- Crest View Heights Location within New York Crest View Heights Location within the United States
- Coordinates: 42°4′28″N 76°7′25″W﻿ / ﻿42.07444°N 76.12361°W
- Country: United States
- State: New York
- County: Tioga
- Town: Owego

Area
- • Total: 1.22 sq mi (3.17 km^{2})
- • Land: 1.22 sq mi (3.17 km^{2})
- • Water: 0.0039 sq mi (0.01 km^{2})
- Elevation: 1,015 ft (309 m)

Population (2020)
- • Total: 1,770
- • Density: 1,448.4/sq mi (559.24/km^{2})
- Time zone: UTC-5 (Eastern (EST))
- • Summer (DST): UTC-4 (EDT)
- ZIP Code: 13760 (Endicott)
- Area code: 607
- FIPS code: 36-18993
- GNIS feature ID: 2806977

= Crest View Heights, New York =

Crest View Heights is a neighborhood and census-designated place (CDP) in the town of Owego, Tioga County, New York, United States.

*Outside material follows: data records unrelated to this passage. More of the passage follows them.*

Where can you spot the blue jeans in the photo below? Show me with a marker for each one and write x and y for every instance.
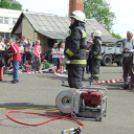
(55, 61)
(23, 58)
(16, 70)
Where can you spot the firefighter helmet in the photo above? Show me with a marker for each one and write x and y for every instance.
(78, 15)
(97, 33)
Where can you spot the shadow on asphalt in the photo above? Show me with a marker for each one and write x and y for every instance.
(4, 81)
(26, 105)
(54, 77)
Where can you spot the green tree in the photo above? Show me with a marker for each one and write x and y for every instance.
(15, 4)
(10, 4)
(5, 4)
(116, 35)
(100, 10)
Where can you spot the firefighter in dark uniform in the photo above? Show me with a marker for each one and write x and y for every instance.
(75, 49)
(96, 55)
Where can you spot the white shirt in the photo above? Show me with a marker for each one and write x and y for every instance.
(2, 45)
(128, 45)
(55, 51)
(61, 51)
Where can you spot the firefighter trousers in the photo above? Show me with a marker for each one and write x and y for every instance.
(75, 74)
(96, 68)
(127, 69)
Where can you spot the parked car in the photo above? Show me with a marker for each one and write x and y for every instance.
(112, 54)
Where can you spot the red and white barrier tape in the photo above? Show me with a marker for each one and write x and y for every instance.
(101, 81)
(109, 81)
(32, 72)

As of the 2020 census, Crest View Heights had a population of 1,770. It was first listed as a CDP prior to the 2020 census. Although not technically inside the Village of Endicott, it has an Endicott mailing address and zip code. The Crest View Heights Development was formed from the 1961-1974 purchase of the farms of J Ward Allen, Audley D Allen & Granville Brink by Kurt Franzenburg, John Garbar & Gerald A Cole, with VP Richard Huttleston, lawyered by Nathan Hankin & Francis C Palmer and built by Louis Tokos Sr Glenwood Building Supply. It contains the Thomas J Watson Elementary School of the Union-Edicott School District.

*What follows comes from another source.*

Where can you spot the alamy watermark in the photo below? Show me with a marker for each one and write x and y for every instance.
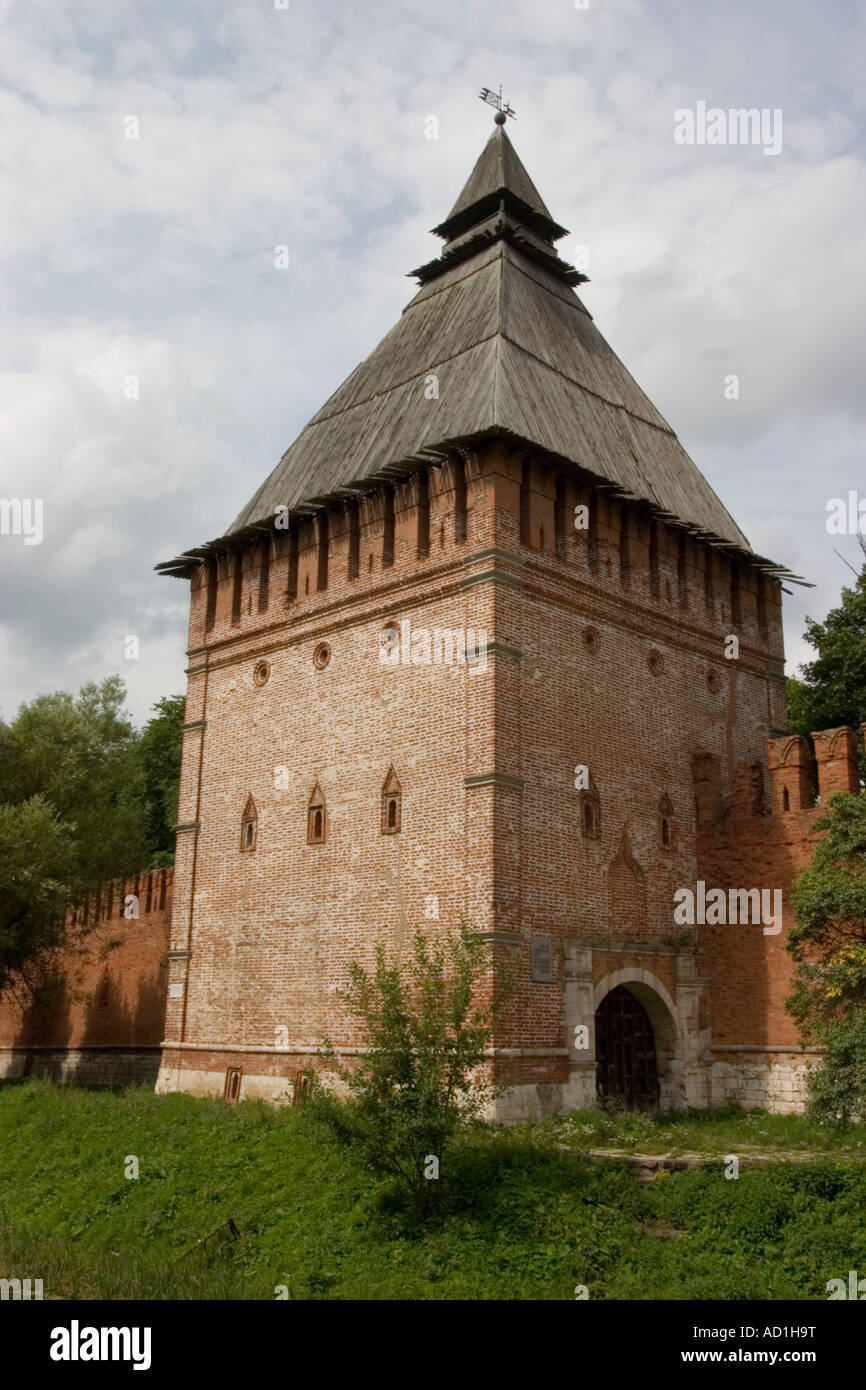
(22, 516)
(716, 908)
(737, 125)
(410, 645)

The community is in southeastern Tioga County, on the eastern side of Owego. It is bordered to the east by the town of Union in Broome County and to the south by the Southern Tier Line of the Norfolk Southern Railway. The CDP lies on a large hillside that rises to the north above the valley of the Susquehanna River.

New York Route 17C passes through the CDP, close to the southern border. Route 17C leads northeast 4 mi to Endicott and 11 mi to Binghamton, and northwest 10 mi to the village of Owego.

==Demographics==

Historical population
| Census | Pop. | Note | %± |
| 2020 | 1,770 |  | — |
U.S. Decennial Census

==Education==
The CDP is in the Union-Endicott Central School District.